For the first time in several weeks the big news on the energy front isn’t about the cold weather – though that’s likely to return before the winter is through. This week’s biggest energy story looks a little further into the future. Three years to be exact, when the region’s grid operator says there will be a shortfall of the energy we’re likely to need.
This scenario is years in the making and will take years to solve. Market conditions, aging facilities, and a lack of new energy projects on the horizon are all factors that add up to a shortfall. Power plants are closing but, because of the regulatory process and other hurdles, projects that could make up for their loss are still years from coming online.
We need more sources of power, we need them to be diverse and renewable, and we need to be working on them now. Here’s a look at the problems darkening New England’s energy outlook:
The Nashua Telegraph’s “Granite Geek” takes a comprehensive look at all the factors that played into this year’s energy futures auction and the projected 2017 capacity shortfall.
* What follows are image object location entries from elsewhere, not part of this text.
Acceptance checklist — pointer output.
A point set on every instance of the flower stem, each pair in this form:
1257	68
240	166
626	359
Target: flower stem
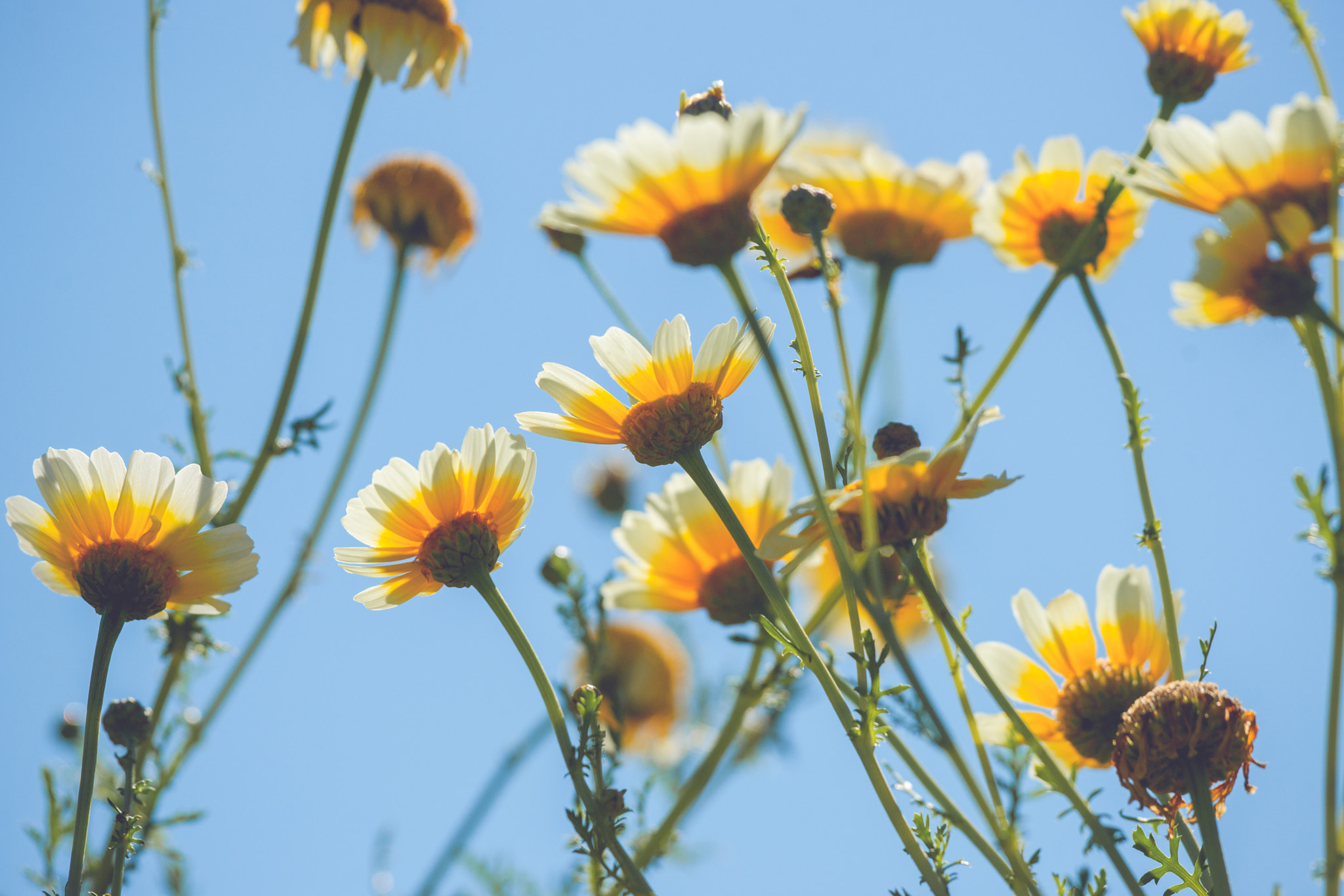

The capacity shortfall anticipated for 2017 will have an impact on prices for most utility consumers. NHPR explains the relationship between the lower supply and higher energy costs.
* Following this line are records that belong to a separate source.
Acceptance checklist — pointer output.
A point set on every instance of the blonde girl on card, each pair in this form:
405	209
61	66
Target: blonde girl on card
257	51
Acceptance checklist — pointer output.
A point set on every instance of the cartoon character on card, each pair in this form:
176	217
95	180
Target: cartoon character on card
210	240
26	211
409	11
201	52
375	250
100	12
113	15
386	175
New England will lose 600 megawatts of power when the Vermont Yankee power plant shuts down this year. The company that owns that plant, and another in Massachusetts, warns in this Forbes article that the region’s over-reliance on a single fuel source like natural gas threatens the viability of other power producers.
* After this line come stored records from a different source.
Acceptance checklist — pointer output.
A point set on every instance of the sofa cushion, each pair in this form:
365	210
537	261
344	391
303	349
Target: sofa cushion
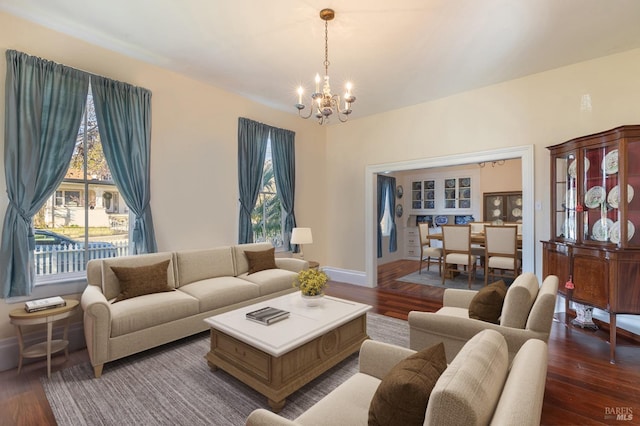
486	305
402	397
240	260
110	283
214	293
261	260
519	300
469	389
140	280
196	265
144	312
271	280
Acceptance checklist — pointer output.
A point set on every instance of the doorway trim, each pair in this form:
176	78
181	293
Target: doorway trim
526	155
Despite warnings of blackouts and other complications, the owners of Brayton Point in Massachusetts have set a closing date of June 1st, 2017. As reported on South Coast Today, the company expects other projects would come on line that would eliminate the need to keep running.
There are as many as 10 proposals for new or expanded natural gas pipeline in New England, but much of that new energy won’t be available until 2018 at the earliest. Meanwhile, as Bloomberg Businessweek points out, power plants use of natural gas has jumped from producing 30% of our electricity in 2001 to 52% today, without a single new pipeline being built.